Pérez Castro destacó que todavía hay cosas por preparar, no solo en términos sanitarios, sino también en estrategia académica, de infraestructura, de preparación de los docentes, así como la logística para el retorno a clases gradual y escalonado.
El experto en temas educativos puntualizó que, aunque hay ocho estados en semáforo verde, en muy pocos de ellos se están llevando a cabo actividades presenciales.
Incluso ya hay colegios privados, explicó, que están tomando la iniciativa para alistar el regreso a clases, pues se perdería tiempo en esperar a que el semáforo cambie a verde.
“La Unicef dice que México es de los países donde los niños han estado fuera de las escuelas más tiempo, el promedio a nivel global es de 90 días y en México ya llevan el doble casi 200 días, es un dato alarmante”, dijo Pérez.
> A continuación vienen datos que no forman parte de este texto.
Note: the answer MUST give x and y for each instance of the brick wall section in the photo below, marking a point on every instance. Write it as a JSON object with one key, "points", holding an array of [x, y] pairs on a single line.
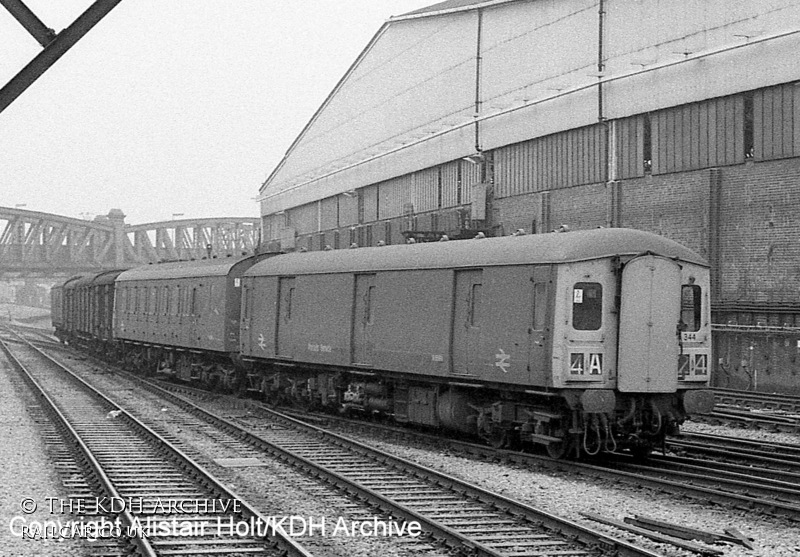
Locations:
{"points": [[580, 207], [672, 205], [760, 232], [519, 211]]}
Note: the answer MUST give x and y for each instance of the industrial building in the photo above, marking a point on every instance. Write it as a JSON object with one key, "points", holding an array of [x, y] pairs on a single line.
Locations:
{"points": [[678, 117]]}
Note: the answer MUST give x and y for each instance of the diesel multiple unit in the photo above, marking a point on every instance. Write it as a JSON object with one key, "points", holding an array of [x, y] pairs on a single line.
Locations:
{"points": [[582, 342]]}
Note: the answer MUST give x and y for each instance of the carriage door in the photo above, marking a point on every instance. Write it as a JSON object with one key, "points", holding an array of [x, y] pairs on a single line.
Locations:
{"points": [[467, 322], [284, 328], [363, 319], [648, 329]]}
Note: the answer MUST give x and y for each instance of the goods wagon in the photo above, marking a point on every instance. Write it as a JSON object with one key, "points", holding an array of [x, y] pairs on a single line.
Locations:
{"points": [[581, 341], [64, 307], [181, 318]]}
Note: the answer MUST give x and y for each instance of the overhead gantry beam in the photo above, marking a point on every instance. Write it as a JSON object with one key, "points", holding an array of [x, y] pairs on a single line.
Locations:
{"points": [[38, 243], [55, 45]]}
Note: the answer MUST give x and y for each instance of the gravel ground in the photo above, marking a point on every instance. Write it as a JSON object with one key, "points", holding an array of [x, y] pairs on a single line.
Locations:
{"points": [[26, 472], [754, 434], [275, 489], [569, 496]]}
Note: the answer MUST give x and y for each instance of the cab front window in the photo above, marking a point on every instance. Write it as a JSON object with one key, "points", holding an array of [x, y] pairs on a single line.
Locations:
{"points": [[587, 306]]}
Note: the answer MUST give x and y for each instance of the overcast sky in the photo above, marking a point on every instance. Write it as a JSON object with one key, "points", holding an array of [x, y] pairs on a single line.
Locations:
{"points": [[169, 107]]}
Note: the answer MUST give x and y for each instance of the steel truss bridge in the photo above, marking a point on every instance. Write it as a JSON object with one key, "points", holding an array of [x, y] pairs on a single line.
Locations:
{"points": [[34, 244]]}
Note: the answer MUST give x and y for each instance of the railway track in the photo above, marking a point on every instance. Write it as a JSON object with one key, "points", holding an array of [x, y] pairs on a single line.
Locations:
{"points": [[457, 514], [756, 410], [745, 481], [758, 400], [146, 494]]}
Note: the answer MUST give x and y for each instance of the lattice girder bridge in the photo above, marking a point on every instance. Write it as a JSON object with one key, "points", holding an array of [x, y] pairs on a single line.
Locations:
{"points": [[42, 244]]}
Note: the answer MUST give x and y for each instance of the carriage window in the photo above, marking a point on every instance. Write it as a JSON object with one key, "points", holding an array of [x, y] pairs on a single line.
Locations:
{"points": [[587, 306], [690, 307]]}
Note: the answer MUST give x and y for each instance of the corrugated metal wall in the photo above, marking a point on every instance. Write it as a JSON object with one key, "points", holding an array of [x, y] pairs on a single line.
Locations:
{"points": [[369, 201], [394, 195], [329, 213], [630, 146], [698, 135], [776, 122], [559, 160], [348, 210], [426, 190]]}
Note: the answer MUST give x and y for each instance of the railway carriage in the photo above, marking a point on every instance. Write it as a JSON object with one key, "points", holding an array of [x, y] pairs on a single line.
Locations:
{"points": [[85, 310], [181, 318], [64, 298], [582, 341]]}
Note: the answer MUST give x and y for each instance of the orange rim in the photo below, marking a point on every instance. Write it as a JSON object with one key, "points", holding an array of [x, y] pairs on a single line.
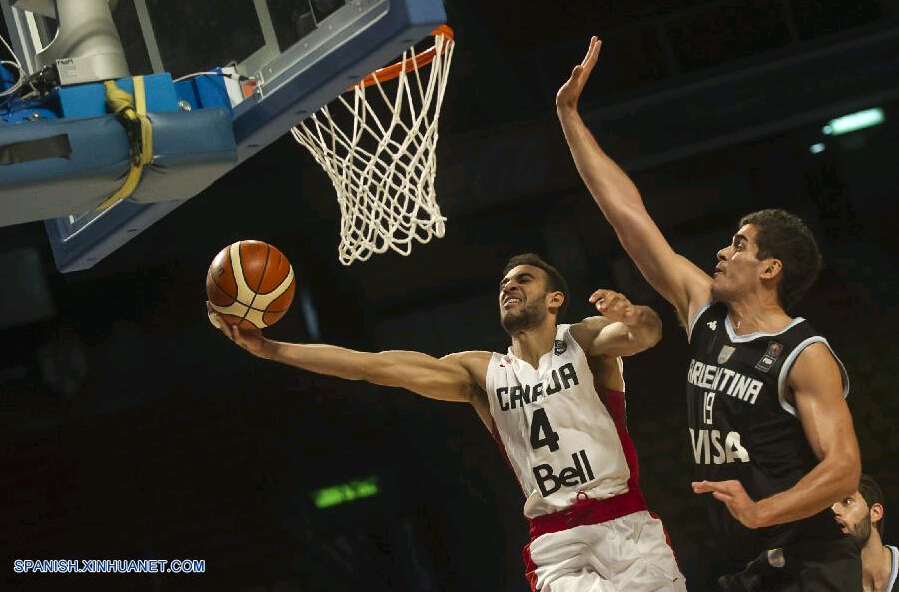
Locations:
{"points": [[421, 59]]}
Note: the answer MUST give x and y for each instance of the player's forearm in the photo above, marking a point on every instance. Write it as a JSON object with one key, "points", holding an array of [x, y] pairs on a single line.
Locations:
{"points": [[832, 479], [611, 188], [646, 330], [331, 360]]}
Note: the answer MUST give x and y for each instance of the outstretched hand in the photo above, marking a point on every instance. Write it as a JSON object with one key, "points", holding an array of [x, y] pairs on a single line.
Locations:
{"points": [[250, 339], [570, 92], [614, 306], [732, 495]]}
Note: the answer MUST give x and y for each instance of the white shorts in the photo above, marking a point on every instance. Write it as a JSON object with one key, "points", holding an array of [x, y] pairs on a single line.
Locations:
{"points": [[626, 554]]}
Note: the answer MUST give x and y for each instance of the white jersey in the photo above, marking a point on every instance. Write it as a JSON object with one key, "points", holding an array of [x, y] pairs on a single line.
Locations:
{"points": [[557, 434]]}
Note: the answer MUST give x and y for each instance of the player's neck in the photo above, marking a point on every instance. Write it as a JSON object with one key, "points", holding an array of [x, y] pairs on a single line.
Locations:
{"points": [[531, 344], [877, 565], [753, 314]]}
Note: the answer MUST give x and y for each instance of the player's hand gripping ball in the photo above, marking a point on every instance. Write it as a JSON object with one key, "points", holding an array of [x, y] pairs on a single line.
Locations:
{"points": [[250, 283]]}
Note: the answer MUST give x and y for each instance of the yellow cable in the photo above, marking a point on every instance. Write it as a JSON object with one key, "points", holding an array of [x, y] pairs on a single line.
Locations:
{"points": [[123, 104]]}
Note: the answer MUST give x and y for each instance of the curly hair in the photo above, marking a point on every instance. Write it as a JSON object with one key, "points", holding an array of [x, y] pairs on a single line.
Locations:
{"points": [[784, 236], [554, 280]]}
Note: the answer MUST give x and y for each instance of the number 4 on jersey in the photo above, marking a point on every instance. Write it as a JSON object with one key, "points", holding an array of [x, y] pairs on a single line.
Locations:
{"points": [[542, 433]]}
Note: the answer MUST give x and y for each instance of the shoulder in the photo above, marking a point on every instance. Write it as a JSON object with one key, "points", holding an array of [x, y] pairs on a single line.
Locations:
{"points": [[584, 332]]}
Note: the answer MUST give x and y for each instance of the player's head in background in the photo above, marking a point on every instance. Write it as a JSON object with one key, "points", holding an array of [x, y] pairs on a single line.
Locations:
{"points": [[773, 248], [861, 514], [531, 292]]}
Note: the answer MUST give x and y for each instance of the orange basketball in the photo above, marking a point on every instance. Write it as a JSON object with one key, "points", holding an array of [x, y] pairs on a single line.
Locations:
{"points": [[250, 283]]}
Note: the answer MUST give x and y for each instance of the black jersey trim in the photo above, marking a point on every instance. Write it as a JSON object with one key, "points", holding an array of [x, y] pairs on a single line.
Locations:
{"points": [[788, 364], [695, 318], [732, 335]]}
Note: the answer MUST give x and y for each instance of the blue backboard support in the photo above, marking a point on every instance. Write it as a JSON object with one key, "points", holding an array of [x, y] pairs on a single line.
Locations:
{"points": [[354, 39]]}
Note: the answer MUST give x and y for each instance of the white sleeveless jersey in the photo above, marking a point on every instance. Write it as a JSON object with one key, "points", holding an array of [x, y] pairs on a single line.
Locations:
{"points": [[556, 433]]}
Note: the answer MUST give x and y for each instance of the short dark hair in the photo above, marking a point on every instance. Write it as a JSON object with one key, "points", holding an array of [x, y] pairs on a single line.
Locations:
{"points": [[870, 491], [784, 236], [554, 280]]}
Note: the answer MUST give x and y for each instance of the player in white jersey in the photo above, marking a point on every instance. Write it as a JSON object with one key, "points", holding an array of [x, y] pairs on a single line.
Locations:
{"points": [[554, 403]]}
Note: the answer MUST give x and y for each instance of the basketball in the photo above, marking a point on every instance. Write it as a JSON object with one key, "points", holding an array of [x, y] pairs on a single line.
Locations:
{"points": [[250, 283]]}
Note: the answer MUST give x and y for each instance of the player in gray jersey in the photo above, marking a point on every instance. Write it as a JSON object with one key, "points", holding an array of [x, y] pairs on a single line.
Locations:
{"points": [[762, 495], [861, 516], [589, 524]]}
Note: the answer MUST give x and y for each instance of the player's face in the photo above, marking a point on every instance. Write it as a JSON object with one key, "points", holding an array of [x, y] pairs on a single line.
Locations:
{"points": [[522, 298], [738, 269], [854, 517]]}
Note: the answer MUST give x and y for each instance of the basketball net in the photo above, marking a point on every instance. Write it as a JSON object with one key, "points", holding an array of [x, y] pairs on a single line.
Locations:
{"points": [[382, 159]]}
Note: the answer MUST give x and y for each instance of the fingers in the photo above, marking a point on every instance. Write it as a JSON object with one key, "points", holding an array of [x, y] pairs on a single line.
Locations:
{"points": [[611, 303], [216, 319], [592, 55]]}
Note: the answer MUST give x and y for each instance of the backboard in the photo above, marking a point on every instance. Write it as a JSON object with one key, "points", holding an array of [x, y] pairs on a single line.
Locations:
{"points": [[283, 60]]}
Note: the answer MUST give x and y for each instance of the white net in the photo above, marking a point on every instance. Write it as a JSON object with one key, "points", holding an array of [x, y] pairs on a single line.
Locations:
{"points": [[381, 158]]}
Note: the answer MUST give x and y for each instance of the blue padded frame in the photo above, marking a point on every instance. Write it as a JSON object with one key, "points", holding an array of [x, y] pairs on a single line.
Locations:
{"points": [[259, 121]]}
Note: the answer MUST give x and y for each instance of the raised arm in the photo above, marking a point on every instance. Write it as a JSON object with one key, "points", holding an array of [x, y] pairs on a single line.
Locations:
{"points": [[623, 329], [817, 391], [674, 277], [456, 377]]}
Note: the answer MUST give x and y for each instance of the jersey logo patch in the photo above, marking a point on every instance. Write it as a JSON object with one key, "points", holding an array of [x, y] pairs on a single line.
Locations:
{"points": [[770, 356], [725, 353], [559, 347]]}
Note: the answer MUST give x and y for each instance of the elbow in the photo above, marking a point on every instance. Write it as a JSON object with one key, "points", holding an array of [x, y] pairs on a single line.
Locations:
{"points": [[848, 472]]}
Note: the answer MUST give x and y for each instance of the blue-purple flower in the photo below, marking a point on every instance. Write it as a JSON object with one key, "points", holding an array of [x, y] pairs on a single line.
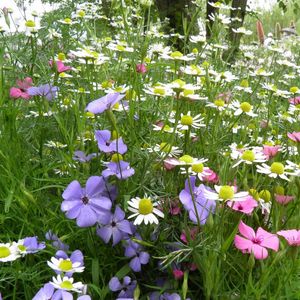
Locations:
{"points": [[107, 145], [102, 104], [203, 205], [115, 227], [126, 288], [46, 90], [119, 169], [87, 205], [139, 257]]}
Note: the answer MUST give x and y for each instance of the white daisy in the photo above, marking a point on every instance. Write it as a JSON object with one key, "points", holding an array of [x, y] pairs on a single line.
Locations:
{"points": [[9, 252], [144, 210], [225, 193], [65, 265], [67, 284]]}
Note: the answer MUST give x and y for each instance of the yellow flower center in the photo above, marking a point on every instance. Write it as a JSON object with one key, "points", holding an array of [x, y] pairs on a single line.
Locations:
{"points": [[186, 120], [226, 192], [198, 168], [22, 248], [244, 83], [245, 107], [145, 206], [65, 265], [186, 159], [265, 195], [120, 48], [67, 285], [219, 102], [30, 23], [165, 147], [248, 155], [277, 168], [68, 20], [4, 252], [116, 157], [176, 54], [159, 90]]}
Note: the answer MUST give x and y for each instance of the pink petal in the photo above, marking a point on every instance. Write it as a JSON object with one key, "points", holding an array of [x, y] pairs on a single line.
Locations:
{"points": [[269, 240], [246, 231], [242, 243], [259, 251]]}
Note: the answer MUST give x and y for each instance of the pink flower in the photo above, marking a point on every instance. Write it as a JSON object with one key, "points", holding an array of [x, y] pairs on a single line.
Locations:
{"points": [[21, 90], [245, 207], [178, 274], [212, 177], [292, 236], [270, 151], [141, 68], [294, 136], [255, 243], [283, 199], [295, 100], [60, 66]]}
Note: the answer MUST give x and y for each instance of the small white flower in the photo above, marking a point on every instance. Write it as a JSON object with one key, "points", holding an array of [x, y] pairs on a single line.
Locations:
{"points": [[9, 252], [67, 284], [144, 211], [65, 265]]}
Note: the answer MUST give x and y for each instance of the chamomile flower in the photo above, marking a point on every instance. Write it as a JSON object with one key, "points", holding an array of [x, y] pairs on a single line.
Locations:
{"points": [[62, 265], [144, 210], [187, 121], [277, 169], [9, 252], [67, 284], [225, 193], [244, 107], [249, 157]]}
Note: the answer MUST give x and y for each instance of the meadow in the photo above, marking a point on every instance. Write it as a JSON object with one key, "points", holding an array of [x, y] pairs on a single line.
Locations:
{"points": [[137, 163]]}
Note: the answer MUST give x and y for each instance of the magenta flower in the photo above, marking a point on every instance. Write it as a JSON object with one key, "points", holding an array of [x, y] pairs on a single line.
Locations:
{"points": [[256, 243], [87, 205], [245, 207], [102, 104], [292, 236], [284, 199], [21, 90], [294, 136]]}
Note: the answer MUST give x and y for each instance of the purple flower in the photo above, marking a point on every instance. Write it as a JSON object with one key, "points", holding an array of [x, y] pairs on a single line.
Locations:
{"points": [[107, 145], [203, 205], [164, 296], [126, 288], [115, 226], [45, 90], [87, 205], [57, 243], [106, 102], [30, 245], [139, 257], [81, 157], [120, 169]]}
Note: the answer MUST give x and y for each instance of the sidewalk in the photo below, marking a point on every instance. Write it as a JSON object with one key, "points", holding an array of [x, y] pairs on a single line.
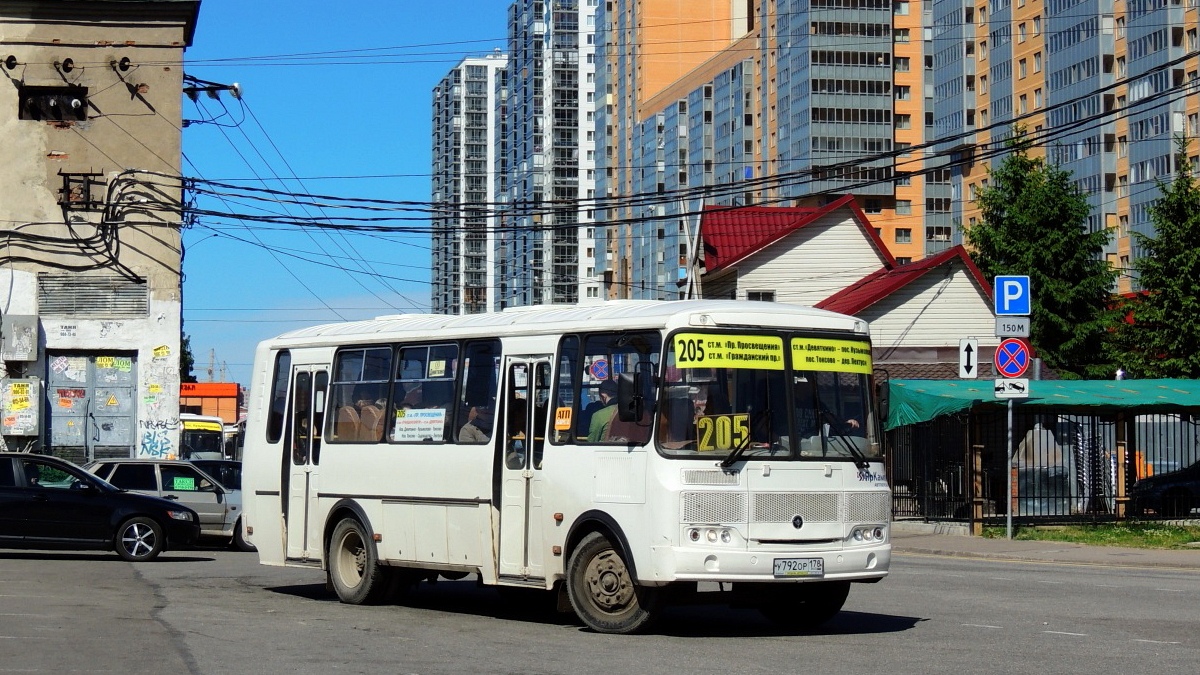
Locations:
{"points": [[952, 539]]}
El educador indicó que en ningún otro país se ha condicionado el regreso a clases con la vacunación, y que se requiere un compromiso social y de inversión, tanto del sistema público como del privado.
Ernesto Pérez dijo que los especialistas educativos e investigadores coinciden en que el impacto del confinamiento se va a acrecentar la brecha entre la población marginada y la de mayor privilegio económico.
“El impacto de la crisis no es igual en todos los niveles, por eso muchos investigadores consideran que es importante que el regreso a clases comience en las comunidades más marginadas”.
Lo preocupante para la Federación de Colegios Particulares es que el rezago educativo y el impacto en los procesos de socialización y convivencia no se aborda y no hay forma de medirlo.
“Va a pasar tiempo para que logremos medir el impacto, vamos a tardar algunos años para recuperarnos”, concluyó.